The Supreme Court in effect complained in this case that despite their clear guidance over the last 19 years to review trial judge’s reasons functionally and contextually, they continue to encounter appellate court decisions that scrutinize the text of trial reasons. The Court opined that these types of decisions are prevalent particularly in sexual assault cases, where according to them “safe convictions” after fair trials are being overturned based on parsing imperfect or summary expression on the part of the trial judge rather than on the basis of legal error. The Supreme Court seemed to be complaining that the appeals in sexual assault cases are often just challenges to credibility findings made at trial under the guise of legal argument relating to the sufficiency of reasons.
The Supreme Court stated that to succeed on appeal, the appellant’s burden is to demonstrate either an error or the frustration of appellate review. Though, neither are demonstrated by merely pointing to ambiguous aspects of the trial decision. If all that can be said is that a trial judge may or might have erred, the appellant has failed to discharge their burden to show actual error or the frustration of appellate review. If ambiguities in a trial judge’s reasons are open to multiple interpretations, interpretations that are consistent with the presumption of correct application must be preferred over those that suggest error. It is only where ambiguities render the path taken by the trial judge unintelligible that appellate review is legitimately frustrated. An appeal court must be rigorous throughout its assessment. It is not enough to say that a trial judge’s reasons were ambiguous — the appeal court must determine the extent and significance of the ambiguity. The task for appellate courts is not to finely parse the trial judge’s reasons in a search for error, but rather to assess whether the reasons, in light of the live issues at trial, explain what the trial judge decided and why they decided that way in a manner that permits effective appellate review.
Are “Safe Convictions” and “Fair Trials” Really being Overturned?

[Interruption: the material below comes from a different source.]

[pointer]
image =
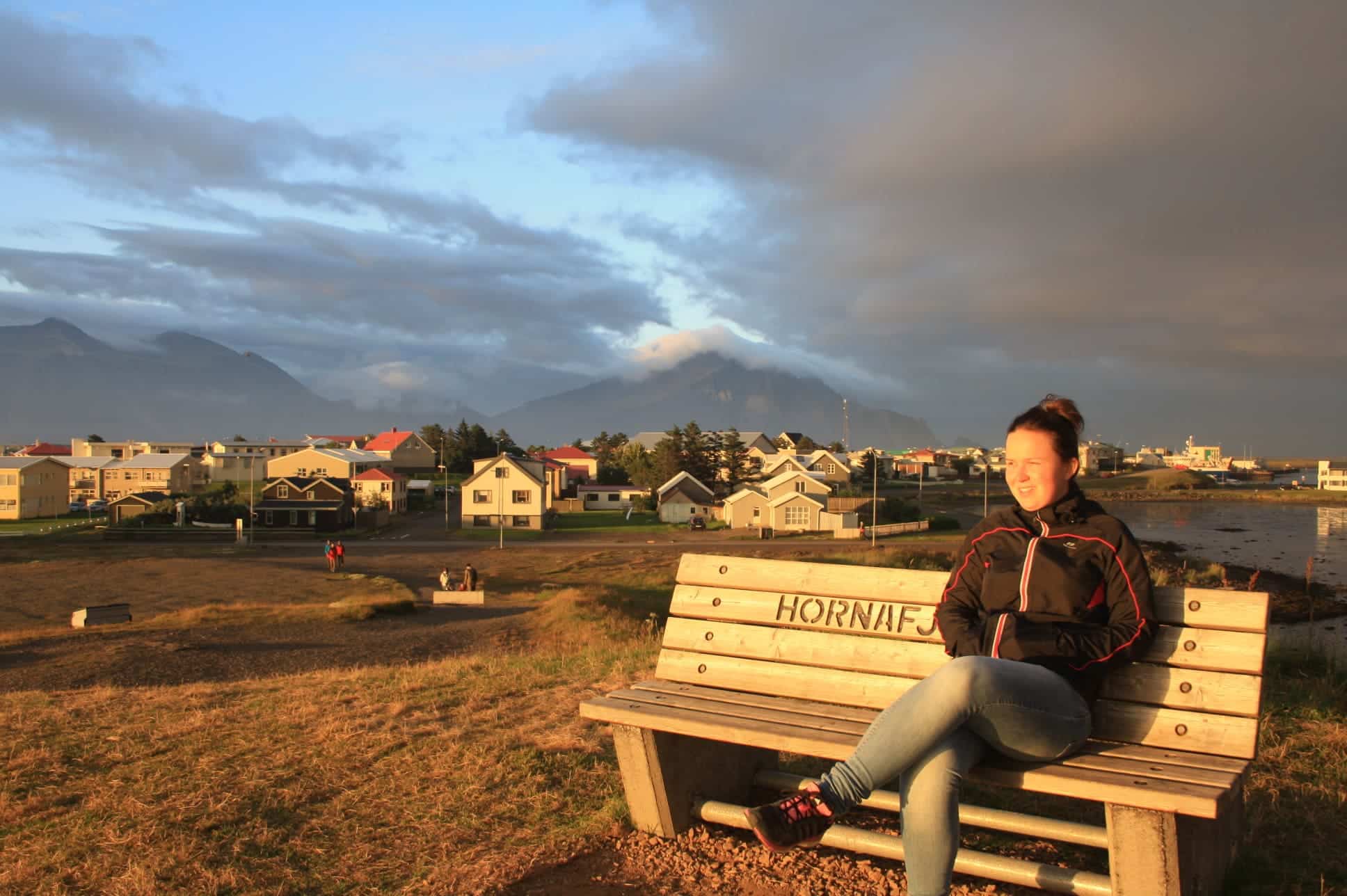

One of the difficulties in many sexual assault trials is that it is terribly difficult to be confident that a conviction is a “safe conviction”. The very nature of many sexual assault allegations are that there are no injuries and it is the word of two people with differing accounts and opposing narratives. Reliability and credibility are often at play which should make achieving convictions in this area of the law often very difficult – for good reason – to avoid wrongful convictions.
The Supreme Court seems to be sending a message to appellate courts across the country that they want less appellate intervention in sexual assault cases.
The fact remains that accused people must put their best foot forward at trial by hiring the best lawyer they can obtain and doing their best to win at trial.